Il est des arrivées plus attendues que d'autres : celle d'Arnaud Montebourg au Mondial de l'Auto en est une. Une semaine après avoir fait faux-bond aux syndicats de PSA venu l'"accueillir", le ministre du Redressement Productif les a finalement rencontrés ce samedi. Pour le symbole, l'élu est arrivé à bord d'une Zoé, la voiture électrique de Renault. Il s'est ensuite rendu dans une petite salle de réunion pour échanger avec les représentants syndicaux de PSA Aulnay, une usine que le groupe a décidé de fermer en 2014. "Notre souhait est d'engager une négociation au plus haut niveau". "Le gouvernement, Michel Sapin et moi-même, piloterons cette négociation tripartite", a-t-il dit à un groupe de salariés, précisant que celle-ci réunirait Philippe "Varin, le PDG de PSA et chacun des syndicats représentatifs dans le groupe".
Doivent aussi être organisées deux autres réunions tripartites début novembre concernant les usines de Rennes et Aulnay-sous-Bois, sites les plus durement touchés par le plan de restructuration, qui prévoit en tout 8.000 suppressions de postes, ont précisé des représentants syndicaux.
Arnaud Montebourg a souligné la nécessité de limiter l'ampleur et l'impact du plan autant que faire se peut : "Nous faisons un travail avec vos organisations syndicales pour que le plan social soit strictement proportionné aux nécessités de la relance de Peugeot.

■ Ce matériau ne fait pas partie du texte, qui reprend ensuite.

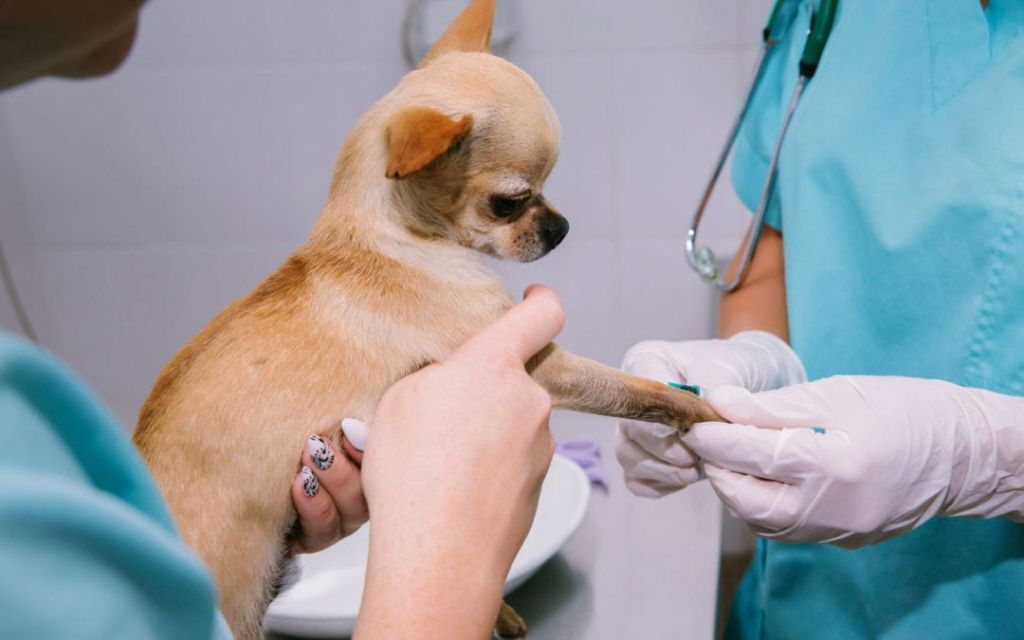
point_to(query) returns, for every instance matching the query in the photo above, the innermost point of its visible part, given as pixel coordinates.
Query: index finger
(524, 330)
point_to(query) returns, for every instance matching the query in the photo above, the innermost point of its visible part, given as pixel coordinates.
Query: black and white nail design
(309, 484)
(321, 452)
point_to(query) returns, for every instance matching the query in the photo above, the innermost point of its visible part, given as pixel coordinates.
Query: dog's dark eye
(505, 207)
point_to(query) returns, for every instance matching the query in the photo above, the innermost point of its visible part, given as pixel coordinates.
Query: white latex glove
(856, 460)
(653, 459)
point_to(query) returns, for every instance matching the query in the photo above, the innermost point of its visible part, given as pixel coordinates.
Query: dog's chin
(525, 253)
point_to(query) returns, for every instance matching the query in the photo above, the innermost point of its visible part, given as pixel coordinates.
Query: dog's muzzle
(553, 227)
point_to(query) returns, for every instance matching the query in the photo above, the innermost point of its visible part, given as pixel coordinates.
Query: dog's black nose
(553, 229)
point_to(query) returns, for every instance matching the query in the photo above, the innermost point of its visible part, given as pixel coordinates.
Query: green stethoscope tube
(700, 257)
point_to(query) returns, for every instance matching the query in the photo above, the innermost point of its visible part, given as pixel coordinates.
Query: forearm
(426, 591)
(759, 303)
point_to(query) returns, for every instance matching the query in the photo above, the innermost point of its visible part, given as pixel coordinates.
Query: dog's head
(468, 140)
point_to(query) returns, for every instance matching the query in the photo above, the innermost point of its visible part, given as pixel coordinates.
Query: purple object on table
(587, 454)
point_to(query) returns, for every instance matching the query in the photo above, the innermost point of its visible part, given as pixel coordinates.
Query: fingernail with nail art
(309, 484)
(355, 431)
(321, 452)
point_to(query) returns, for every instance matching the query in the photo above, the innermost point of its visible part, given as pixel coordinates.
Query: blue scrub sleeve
(87, 547)
(759, 131)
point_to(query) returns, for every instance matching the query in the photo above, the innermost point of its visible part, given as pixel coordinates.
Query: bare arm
(760, 300)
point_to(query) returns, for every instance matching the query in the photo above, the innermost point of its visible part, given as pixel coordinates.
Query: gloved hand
(855, 460)
(654, 461)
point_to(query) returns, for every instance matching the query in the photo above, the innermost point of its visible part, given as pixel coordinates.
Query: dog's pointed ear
(419, 135)
(469, 32)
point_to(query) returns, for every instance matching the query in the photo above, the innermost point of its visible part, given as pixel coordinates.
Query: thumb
(799, 406)
(524, 330)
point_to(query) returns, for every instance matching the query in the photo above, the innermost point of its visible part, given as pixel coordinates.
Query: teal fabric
(87, 547)
(900, 198)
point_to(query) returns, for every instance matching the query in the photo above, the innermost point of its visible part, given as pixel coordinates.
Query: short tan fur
(449, 165)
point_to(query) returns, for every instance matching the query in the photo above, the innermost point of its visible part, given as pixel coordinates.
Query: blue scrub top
(87, 547)
(900, 199)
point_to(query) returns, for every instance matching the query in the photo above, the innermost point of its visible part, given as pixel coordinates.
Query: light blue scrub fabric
(87, 547)
(900, 198)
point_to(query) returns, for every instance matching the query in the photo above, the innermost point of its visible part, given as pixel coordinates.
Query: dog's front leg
(580, 384)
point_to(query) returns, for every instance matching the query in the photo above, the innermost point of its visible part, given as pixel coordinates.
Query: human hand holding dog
(654, 460)
(452, 473)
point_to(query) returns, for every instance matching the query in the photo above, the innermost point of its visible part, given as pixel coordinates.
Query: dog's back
(318, 340)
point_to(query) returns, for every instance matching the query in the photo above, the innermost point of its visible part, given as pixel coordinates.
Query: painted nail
(309, 484)
(355, 431)
(321, 452)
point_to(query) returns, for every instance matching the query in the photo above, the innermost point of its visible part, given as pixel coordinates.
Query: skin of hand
(855, 460)
(71, 38)
(337, 507)
(453, 469)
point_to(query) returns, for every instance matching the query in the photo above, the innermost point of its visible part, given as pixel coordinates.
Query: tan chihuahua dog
(446, 166)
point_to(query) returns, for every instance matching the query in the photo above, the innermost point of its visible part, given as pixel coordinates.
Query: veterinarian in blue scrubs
(900, 207)
(87, 546)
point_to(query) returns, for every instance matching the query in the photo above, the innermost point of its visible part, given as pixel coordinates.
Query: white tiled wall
(134, 207)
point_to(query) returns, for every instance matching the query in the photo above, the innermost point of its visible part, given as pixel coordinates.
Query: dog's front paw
(510, 624)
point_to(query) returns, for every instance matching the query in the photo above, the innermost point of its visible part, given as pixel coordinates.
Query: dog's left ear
(419, 135)
(469, 32)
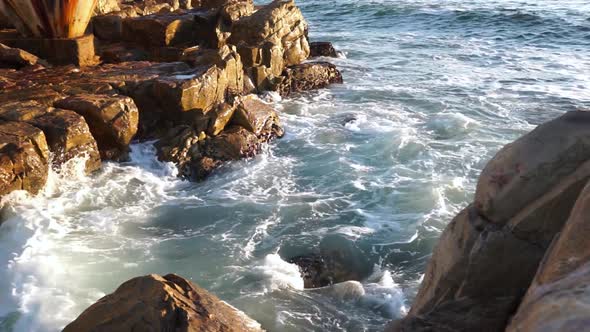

Il ne peut pas y avoir de dégâts sociaux, humains, industriels, excessifs", a-t-il dit. "Pour nous, l'objectif, c'est de reformater, de rediscuter le plan social. Nous voulons également engager Peugeot dans un processus de relance, de reconquête et de remontée", a poursuivi le ministre. "Nous avons besoin que PSA --qui est (...) un grand constructeur, qui a fait beaucoup pour la France, et la France a fait beaucoup pour Peugeot aussi-- soit engagé sur le chemin de la relance", a-t-il ajouté.